Add more comments to code.

1 files changed, 71 insertions, 25 deletions

diff --git a/charf.c b/charf.c
index 1948971..6908832 100644
--- a/charf.c
+++ b/charf.c
@@ -12,12 +12,16 @@
 #define DOUBLEERRORMODE 1
 #define RATIOMODE 2
 
+/*Determines if computations are done with floating point type, floating point with error bounds or fractions.

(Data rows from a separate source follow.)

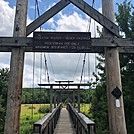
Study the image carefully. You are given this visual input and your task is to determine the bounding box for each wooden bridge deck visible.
[54,108,75,134]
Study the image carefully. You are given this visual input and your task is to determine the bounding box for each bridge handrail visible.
[67,103,95,134]
[33,103,62,134]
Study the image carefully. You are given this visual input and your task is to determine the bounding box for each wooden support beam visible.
[73,90,75,108]
[26,0,70,36]
[4,0,28,134]
[38,83,91,89]
[102,0,127,134]
[78,86,80,113]
[50,85,53,112]
[0,37,134,53]
[69,0,119,37]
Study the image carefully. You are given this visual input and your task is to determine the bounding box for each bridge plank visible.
[54,108,75,134]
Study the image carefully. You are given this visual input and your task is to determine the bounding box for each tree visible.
[0,68,9,134]
[91,0,134,134]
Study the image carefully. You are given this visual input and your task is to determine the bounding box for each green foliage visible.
[90,0,134,134]
[0,68,9,134]
[116,0,134,134]
[38,106,50,114]
[20,104,45,134]
[90,82,109,134]
[22,88,49,104]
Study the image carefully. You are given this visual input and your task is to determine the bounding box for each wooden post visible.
[54,91,56,108]
[78,86,80,112]
[50,86,53,112]
[73,90,75,108]
[102,0,127,134]
[4,0,28,134]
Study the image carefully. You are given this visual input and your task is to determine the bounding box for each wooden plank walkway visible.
[54,108,75,134]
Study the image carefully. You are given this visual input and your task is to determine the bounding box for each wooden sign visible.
[33,32,92,53]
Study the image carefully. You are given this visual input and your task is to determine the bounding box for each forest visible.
[0,0,134,134]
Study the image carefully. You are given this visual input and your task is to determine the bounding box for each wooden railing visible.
[33,104,62,134]
[67,104,95,134]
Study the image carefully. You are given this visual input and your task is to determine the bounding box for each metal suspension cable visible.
[80,0,95,83]
[80,53,86,83]
[35,0,41,30]
[44,53,50,83]
[31,52,35,127]
[39,53,42,119]
[48,53,55,78]
[73,53,81,79]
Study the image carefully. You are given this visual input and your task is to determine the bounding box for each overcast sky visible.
[0,0,130,87]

+Floating point without error bounds are the default.*/
 #ifndef MODE
 #define MODE DOUBLEMODE
 #endif
 
+/*number of threads for parallel execution.*/
 #define NUM_THREADS 7
 
+/*Make sure the appropriate files are included for the type of computation and sets the data types accordingly.*/
 #if MODE == DOUBLEERRORMODE
 #include "double-error.h"
 #define VALUETYPE double_error
@@ -36,7 +40,7 @@
 
 typedef unsigned long index_t;
 
-/*maximum length of the support of f*/
+/*maximum length of the circle*/
 #define N 36
 
 /*maximal order of derivative*/
@@ -45,7 +49,7 @@ typedef unsigned long index_t;
 /*maximal number of exponents*/
 #define P 5
 
-/*given function df[0] on domain [0,M-1], compute derivatives f' until f^{(K)} and store f^{(K)} in df*/
+/*Given function f on domain [0,D-1], compute derivative of order k and store result in df.*/
 void differentiate(VALUETYPE* f, VALUETYPE* df, int D, int k){
 	VALUETYPE df0[D];
 	/*Set zeroth derivative to be f.*/
@@ -66,7 +70,8 @@ void differentiate(VALUETYPE* f, VALUETYPE* df, int D, int k){
 	*/
 }
 
-/*given function f on domain [0,D-1] compute pth root of integral of |f|^p*/
+/*Given function f on domain [0,D-1] compute pth root of integral of |f|^p.*/
+/*For p=∞ instead compute the maximum, i.e. ||f||_∞.*/
 VALUETYPE integratep(VALUETYPE* f, EXPTYPE p, int D){
 	VALUETYPE integralp = int_to_valuetype(0);
 	for(int i=0; i<D; i++){
@@ -77,48 +82,64 @@ VALUETYPE integratep(VALUETYPE* f, EXPTYPE p, int D){
 }
 
 void compute_maximalfunction(VALUETYPE* f, VALUETYPE* Mf, int D){
-	/*Sf[i][j] will be the integral of f on [min(i,j),max(i,j)]*/
-	//VALUETYPE Sf[N][N];
-	/*Af[i][j] will be the average of f on [min(i,j),max(i,j)]*/
-	//VALUETYPE Af[N][N];
-	/*Apparently may become too big for stack or something so have to use malloc instead.*/
+	/*Sf[i][j] will be the integral of f on [i,i+j).*/
 	VALUETYPE* Sf[N];
+	/*Af[i][j] will be the average of f on [i,i+j).*/
 	VALUETYPE* Af[N];
+	/*Would use C arrays, but apparently they may become too big for stack or something on my machine so have to use malloc instead.*/
+	//VALUETYPE Sf[N][2*N+1];
+	//VALUETYPE Af[N][2*N+1];
+
 	for(int i=0; i<D; i++){
 		Sf[i] = malloc((2*D+1)*sizeof(VALUETYPE));
 		Af[i] = malloc((2*D+1)*sizeof(VALUETYPE));
 	}
 
+	/*Recursively compute all integrals and averages over intervals of increasing length*/
+	/*We have to consider intervals of length up to twice the length of the circle, i.e. 2*D-1.*/
 	for(int i=0; i<D; i++) {
 		Sf[i][1] = f[i];
 		Af[i][1] = f[i];
 	}
-
 	for(int l=2; l < 2*D; l++){
-		/*Recursively compute all integrals and averages over intervals of increasing length*/
 		for(int i=0; i<D; i++){
 			Sf[i][l] = sum(Sf[i][l-1], f[(i+l-1)%D]);
 			Af[i][l] = ratio(Sf[i][l],int_to_valuetype(l));
 		}
 	}
-
+	/*Because it simplifies code later on we also assign the average on twice the circle, starting in 0.*/
 	Af[0][2*D] = Af[0][D];
 
+	/*Finding the maximal average actually looks like the most costly computation, in the whole algorithm, being of order D^3.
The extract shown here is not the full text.